Kevin Hart ran up the stairs and entered the newsroom of the Evening Post. A Lad in a Brutus shirt and platform shoes walked past him, carrying a pile of newspapers: the one o'clock edition. Kevin snatched one off the top and sat down at a desk.

His story was on the front page.

The headline was: GOVT. OIL BOSS COLLAPSES. Kevin stared for a moment at the delightful words BY KEVIN HART. Then he read on.

Junior Minister Mr. Tim Fitzpeterson was found unconscious at his Westminister flat today.

An empty bottle of pills was found beside him.

Mr. Fitzpeterson, a Department of Energy Minister responsible for oil policy, was rushed to hospital in an ambulance.

I called at his flat to interview him at the same time as PC Ron Bowler, who had been sent to check after the Minister failed to appear at a committee meeting.

We found Mr. Fitzpeterson slumped at his desk. An ambulance was called immediately.

A Department of Energy spokesman said: "It appears that Mr.
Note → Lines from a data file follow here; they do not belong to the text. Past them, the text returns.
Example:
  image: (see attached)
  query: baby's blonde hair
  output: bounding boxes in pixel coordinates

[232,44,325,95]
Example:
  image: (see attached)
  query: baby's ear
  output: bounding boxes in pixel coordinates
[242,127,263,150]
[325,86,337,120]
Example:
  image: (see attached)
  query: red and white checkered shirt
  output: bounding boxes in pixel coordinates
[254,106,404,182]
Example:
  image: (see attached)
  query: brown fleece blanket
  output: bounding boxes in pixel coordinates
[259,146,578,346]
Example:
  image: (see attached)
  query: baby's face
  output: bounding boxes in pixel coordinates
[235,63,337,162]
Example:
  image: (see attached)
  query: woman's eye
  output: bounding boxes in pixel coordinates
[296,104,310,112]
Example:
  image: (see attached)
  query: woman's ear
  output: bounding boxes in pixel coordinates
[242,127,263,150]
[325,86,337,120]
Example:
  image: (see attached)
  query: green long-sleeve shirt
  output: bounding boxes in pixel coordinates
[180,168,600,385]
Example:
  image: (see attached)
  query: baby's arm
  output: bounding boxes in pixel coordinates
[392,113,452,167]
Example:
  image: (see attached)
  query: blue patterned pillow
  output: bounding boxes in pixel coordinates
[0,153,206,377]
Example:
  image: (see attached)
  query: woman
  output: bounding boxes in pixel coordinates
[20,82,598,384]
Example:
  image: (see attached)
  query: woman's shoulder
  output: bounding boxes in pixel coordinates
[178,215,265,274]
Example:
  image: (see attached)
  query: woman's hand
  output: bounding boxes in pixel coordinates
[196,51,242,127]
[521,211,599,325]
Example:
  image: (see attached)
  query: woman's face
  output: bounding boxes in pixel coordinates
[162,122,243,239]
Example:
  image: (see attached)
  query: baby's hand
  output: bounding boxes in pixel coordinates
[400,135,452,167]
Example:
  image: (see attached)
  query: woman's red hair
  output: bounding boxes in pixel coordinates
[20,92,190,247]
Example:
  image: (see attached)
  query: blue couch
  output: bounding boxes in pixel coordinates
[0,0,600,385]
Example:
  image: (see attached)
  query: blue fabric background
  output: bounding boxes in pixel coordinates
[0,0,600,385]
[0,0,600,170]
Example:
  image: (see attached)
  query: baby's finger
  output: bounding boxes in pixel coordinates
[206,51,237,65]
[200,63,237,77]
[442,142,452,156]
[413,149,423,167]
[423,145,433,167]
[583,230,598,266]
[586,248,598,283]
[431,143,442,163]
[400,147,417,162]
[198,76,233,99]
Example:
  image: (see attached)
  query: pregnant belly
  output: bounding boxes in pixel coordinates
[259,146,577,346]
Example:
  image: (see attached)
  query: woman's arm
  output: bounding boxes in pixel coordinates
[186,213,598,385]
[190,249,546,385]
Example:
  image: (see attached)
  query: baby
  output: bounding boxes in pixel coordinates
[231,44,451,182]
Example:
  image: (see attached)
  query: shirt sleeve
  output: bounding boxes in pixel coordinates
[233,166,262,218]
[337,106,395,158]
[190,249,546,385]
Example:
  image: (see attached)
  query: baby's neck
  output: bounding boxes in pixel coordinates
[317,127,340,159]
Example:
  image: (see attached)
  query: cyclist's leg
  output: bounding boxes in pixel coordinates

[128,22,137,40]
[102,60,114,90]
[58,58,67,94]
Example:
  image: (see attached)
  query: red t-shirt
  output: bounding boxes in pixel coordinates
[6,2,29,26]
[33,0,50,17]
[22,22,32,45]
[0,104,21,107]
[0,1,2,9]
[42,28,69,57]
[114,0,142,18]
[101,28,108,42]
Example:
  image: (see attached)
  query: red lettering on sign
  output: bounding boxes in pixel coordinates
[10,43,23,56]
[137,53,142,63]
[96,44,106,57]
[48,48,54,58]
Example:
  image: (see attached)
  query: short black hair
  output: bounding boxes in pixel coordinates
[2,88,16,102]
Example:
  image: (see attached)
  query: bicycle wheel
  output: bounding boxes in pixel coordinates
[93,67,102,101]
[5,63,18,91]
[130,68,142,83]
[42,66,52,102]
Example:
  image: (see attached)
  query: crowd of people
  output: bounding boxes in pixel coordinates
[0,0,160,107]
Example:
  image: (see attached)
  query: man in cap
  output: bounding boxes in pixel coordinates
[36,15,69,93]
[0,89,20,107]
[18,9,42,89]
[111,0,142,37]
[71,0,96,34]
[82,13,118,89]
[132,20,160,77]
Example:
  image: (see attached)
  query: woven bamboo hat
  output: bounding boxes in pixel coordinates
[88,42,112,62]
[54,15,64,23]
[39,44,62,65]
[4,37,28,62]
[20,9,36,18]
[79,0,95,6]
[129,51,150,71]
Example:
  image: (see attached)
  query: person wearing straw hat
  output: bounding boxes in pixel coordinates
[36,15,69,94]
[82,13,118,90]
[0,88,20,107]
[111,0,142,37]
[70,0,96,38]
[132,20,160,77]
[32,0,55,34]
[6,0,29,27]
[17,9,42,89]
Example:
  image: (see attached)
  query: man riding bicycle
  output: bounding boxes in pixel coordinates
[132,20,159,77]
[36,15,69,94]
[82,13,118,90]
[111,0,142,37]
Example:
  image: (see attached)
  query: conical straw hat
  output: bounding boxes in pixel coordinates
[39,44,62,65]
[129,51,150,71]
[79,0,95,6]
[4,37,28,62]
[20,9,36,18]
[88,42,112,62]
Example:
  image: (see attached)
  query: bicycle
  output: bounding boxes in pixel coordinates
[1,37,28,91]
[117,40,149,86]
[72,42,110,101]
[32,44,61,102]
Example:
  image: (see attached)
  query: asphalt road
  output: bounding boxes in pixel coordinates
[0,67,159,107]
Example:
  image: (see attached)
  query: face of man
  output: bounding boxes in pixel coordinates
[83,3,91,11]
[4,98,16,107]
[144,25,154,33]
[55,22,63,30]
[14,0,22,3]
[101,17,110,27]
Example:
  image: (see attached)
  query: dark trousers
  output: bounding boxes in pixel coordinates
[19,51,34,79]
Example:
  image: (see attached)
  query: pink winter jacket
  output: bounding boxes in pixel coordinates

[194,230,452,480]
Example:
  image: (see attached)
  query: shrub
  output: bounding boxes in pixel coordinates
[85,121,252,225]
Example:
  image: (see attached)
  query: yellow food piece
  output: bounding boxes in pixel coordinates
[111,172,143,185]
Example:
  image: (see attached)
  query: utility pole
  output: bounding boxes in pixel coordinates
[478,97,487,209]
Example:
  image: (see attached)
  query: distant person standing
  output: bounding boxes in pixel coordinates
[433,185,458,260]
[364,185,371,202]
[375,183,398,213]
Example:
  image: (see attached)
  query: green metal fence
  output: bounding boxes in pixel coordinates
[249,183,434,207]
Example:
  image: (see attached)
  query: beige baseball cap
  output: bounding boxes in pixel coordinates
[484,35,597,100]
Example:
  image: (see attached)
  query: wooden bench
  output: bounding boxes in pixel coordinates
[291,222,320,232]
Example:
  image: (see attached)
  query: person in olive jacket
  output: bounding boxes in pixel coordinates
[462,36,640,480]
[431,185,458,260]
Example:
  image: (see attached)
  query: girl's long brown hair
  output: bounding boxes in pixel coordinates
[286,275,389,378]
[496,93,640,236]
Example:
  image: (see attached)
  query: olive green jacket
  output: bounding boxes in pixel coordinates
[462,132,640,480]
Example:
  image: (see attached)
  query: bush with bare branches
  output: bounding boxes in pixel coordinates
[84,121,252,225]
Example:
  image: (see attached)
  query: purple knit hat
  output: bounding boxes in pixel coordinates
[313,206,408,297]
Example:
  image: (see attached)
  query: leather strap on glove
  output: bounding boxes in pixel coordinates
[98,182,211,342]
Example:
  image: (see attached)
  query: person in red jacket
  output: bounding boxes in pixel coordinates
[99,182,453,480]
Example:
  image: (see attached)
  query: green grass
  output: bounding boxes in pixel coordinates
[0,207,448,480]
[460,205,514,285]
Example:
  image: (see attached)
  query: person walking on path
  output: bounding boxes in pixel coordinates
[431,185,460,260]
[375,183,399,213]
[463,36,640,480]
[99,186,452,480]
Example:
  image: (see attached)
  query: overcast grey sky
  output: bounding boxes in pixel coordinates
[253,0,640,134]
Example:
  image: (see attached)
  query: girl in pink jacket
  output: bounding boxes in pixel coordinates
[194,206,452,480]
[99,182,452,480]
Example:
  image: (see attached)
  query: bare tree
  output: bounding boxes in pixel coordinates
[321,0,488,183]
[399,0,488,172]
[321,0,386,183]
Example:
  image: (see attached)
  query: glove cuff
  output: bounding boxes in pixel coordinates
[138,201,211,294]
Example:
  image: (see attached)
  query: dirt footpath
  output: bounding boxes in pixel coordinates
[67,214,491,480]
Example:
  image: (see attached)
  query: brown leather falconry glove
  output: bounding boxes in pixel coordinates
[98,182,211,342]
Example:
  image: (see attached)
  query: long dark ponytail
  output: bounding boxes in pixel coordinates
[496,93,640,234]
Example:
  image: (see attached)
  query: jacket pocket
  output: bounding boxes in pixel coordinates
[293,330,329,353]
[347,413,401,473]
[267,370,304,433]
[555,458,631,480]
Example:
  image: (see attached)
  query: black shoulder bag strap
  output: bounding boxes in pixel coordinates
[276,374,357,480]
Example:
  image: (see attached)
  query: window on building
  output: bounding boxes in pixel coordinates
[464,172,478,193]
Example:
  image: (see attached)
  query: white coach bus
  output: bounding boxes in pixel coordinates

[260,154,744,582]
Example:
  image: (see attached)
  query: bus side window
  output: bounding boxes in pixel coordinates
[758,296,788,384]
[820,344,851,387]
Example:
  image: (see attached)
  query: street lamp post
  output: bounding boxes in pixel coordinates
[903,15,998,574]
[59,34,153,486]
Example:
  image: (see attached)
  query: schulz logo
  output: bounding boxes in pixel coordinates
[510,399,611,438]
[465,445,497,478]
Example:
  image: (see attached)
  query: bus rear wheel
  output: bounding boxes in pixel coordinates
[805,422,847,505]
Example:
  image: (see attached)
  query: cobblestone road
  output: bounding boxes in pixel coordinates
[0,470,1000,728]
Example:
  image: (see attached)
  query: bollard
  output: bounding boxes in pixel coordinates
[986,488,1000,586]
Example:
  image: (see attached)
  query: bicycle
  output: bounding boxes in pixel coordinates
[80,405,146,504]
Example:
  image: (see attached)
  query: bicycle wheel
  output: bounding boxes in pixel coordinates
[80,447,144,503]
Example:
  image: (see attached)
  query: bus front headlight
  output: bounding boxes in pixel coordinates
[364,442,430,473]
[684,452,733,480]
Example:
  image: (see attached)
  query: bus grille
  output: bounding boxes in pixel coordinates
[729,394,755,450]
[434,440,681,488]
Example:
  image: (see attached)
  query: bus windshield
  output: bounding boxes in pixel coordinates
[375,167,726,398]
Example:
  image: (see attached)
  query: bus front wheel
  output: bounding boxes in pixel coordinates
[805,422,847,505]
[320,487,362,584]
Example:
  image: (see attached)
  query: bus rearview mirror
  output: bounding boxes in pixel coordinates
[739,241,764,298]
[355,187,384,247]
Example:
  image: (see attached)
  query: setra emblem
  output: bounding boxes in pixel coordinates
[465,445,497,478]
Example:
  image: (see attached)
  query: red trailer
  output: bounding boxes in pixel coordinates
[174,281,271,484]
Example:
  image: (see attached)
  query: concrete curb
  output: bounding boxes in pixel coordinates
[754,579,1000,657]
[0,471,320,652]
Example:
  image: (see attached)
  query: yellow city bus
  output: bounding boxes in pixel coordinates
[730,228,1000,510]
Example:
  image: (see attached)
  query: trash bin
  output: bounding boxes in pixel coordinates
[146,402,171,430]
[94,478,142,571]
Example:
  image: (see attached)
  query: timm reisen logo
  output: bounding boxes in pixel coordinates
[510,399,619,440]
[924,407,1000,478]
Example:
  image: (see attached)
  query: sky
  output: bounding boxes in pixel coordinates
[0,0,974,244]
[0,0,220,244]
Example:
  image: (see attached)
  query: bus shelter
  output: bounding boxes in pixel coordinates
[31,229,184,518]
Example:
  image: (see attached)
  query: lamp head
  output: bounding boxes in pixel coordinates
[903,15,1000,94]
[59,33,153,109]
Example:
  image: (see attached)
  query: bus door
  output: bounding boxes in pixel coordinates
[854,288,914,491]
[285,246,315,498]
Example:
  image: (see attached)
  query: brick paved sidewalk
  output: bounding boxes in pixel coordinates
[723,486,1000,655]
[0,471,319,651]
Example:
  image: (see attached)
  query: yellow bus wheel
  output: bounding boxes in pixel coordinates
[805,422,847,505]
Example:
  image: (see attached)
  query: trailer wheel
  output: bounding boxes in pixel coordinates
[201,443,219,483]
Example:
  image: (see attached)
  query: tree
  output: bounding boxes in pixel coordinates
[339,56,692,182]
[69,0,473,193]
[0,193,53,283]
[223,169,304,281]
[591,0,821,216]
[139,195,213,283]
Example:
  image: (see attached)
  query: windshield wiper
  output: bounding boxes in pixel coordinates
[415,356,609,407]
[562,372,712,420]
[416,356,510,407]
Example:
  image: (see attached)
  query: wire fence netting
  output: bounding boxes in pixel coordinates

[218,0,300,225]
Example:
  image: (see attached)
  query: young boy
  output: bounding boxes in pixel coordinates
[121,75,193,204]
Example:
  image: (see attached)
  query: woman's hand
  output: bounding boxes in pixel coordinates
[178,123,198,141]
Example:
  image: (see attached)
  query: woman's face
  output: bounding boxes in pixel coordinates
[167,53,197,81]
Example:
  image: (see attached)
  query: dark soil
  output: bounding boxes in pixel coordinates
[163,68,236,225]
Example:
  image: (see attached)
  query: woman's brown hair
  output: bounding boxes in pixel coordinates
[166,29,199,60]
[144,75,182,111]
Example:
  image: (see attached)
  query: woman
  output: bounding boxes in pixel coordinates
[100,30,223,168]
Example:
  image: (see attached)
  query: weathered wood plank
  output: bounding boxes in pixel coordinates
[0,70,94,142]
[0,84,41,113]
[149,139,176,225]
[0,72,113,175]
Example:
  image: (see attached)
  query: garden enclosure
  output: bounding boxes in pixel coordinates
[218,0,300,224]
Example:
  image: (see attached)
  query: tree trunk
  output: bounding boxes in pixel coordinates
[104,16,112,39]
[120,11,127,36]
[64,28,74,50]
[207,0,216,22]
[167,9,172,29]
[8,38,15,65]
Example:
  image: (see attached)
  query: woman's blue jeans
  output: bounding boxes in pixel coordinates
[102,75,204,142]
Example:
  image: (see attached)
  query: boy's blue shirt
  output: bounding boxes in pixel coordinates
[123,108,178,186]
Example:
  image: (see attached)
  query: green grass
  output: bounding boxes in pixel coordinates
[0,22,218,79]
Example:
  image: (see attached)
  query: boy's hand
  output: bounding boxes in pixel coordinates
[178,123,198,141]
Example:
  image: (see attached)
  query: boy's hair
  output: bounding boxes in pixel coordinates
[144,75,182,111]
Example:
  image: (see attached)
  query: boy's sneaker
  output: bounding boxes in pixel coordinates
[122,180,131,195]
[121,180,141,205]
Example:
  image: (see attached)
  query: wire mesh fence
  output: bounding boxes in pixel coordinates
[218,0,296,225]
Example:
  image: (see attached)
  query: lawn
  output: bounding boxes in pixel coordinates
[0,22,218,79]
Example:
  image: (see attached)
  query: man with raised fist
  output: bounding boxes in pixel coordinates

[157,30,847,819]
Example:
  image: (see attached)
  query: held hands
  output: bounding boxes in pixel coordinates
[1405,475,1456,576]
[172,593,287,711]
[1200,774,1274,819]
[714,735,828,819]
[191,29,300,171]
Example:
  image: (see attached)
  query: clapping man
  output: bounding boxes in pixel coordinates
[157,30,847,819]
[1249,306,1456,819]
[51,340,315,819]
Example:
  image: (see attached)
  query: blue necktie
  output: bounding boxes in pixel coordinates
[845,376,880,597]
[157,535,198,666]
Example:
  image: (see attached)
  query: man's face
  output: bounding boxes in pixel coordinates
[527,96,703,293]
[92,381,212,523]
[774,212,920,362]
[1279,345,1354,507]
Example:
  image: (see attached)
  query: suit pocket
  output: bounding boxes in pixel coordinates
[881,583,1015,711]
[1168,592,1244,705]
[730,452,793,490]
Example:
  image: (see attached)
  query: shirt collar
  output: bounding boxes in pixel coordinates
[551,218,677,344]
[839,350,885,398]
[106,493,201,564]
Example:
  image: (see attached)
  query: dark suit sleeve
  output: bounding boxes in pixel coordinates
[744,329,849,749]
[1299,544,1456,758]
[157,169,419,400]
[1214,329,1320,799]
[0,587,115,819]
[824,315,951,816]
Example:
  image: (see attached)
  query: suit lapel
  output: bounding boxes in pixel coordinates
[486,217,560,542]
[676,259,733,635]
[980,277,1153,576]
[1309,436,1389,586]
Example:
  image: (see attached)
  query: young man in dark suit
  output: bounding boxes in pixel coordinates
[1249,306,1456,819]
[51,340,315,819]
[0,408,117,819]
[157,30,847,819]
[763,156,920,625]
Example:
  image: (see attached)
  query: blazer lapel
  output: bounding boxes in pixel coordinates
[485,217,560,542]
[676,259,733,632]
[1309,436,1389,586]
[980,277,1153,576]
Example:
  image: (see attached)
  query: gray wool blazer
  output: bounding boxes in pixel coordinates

Fitzpeterson took an accidental overdose. A full inquiry is to be made."

Tim Fitzpeterson is 41. He has a wife and three daughters.

A hospital spokesman said later: "He is off the critical list."

Kevin read the whole thing through again, hardly able to believe what he was reading. The story he had dictated over the phone had been rewritten beyond recognition. He felt empty and bitter. This was to have been his moment of glory, and some spineless subeditor had soured it.

What about the anonymous tip that Fitzpeterson had a girlfriend? What about the call from the man himself, claiming he was being blackmailed? Newspapers were supposed to tell the truth, weren't they?